When you install applications during the time you use your Mac some of them may add themselves in Startup Items. Connect back each device one at a time and you will soon find out what caused the problem. If the slowness disappeared when you did this.
Sometimes a peripheral connected to your computer can cause slow mac issues without it being apparent. Disconnect dongles, extra hard drives, extra displays, docking stations, networking dongles. Disconnect devicesĭisconnect every external thing connected to your mac.

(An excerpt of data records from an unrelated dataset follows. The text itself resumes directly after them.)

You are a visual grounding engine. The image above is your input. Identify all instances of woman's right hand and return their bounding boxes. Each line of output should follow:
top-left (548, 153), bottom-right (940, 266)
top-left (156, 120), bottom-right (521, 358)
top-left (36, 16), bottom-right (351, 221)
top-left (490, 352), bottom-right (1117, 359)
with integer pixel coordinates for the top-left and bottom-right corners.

If you are lucky, maybe this is the only thing you have to do! If not, go back to that bookmark when you have restarted and read on. If none of these suggestions help you just have to hold the power button down on your Mac for about 5 seconds to force it to shut down. In the window that pops up, try to quit the application from there. Try the key-combination pictured below to force quit stubborn apps. If your Mac won’t shut down it could be applications that prevents it from doing so. Choose Shut Down from the Apple () menu.TIP: Bookmark this page, press CMD + D to add a bookmark in your browser. If you are lucky, maybe this is the only thing you have to do! I promise this guide will be here when you come back online again. So if you haven’t already: please start this guide with a shutdown of your computer (not restart, shutdown). It is often hanging applications and similar that in the end can make the computer feel slow and sluggish. Have you tried turning it off and on again? Ever heard this? Its actually not a joke… Your Mac can be turned on for weeks or months without any serious problems, but every now and then a shut down is recommended.
Is your Mac running slow showing you that spinning wheel? Starts to feel sluggish, slow and unresponsive? This article should help you out! 1. By employing the redirect that TidBITS describes, you cause the lookup to fail instantly and you’re good to go.14 Easy Ways To Speed Up a Painfully Slow Mac If it had simply denied requests, all would have been fine: your Mac would’ve ignored the attempt and swiftly moved onward. Yesterday’s problem was that Apple’s server was slow in answering. It involves simply(?) editing your Mac’s /etc/hosts file and making requests to fail outright. In the event this is not remedied, however, Adam Engst and the team over at TidBITS have a workaround. Whatever the reason, it’s clear that OCSP lookups should be isolated from any other issues Apple (or its providers) may have, and I’m sure that’s being (or been) remedied. Based on temporal coincidence, one could assume that this was triggered by the high demand for Big Sur. I have no doubt that Apple engineers spent many hours last night post-morteming this event and likely coming up with a plan for some redundancy in this department. Thankfully, Apple resolved the OCSP/Certificate Server issue pretty quickly in the grand scheme of things, but it begs the question: why did Apple let this happen in the first place? Having that sort of Achilles Heel baked into such a critical and common part of the macOS experience seems like an oversight.
Meanwhile, no one could download macOS Big Sur, either. And matter it did! For about an hour yesterday, Mac apps wouldn’t launch (or would launch slowly), rebooting was super-slow (for the same reason), and even Zoom connections took minutes to connect.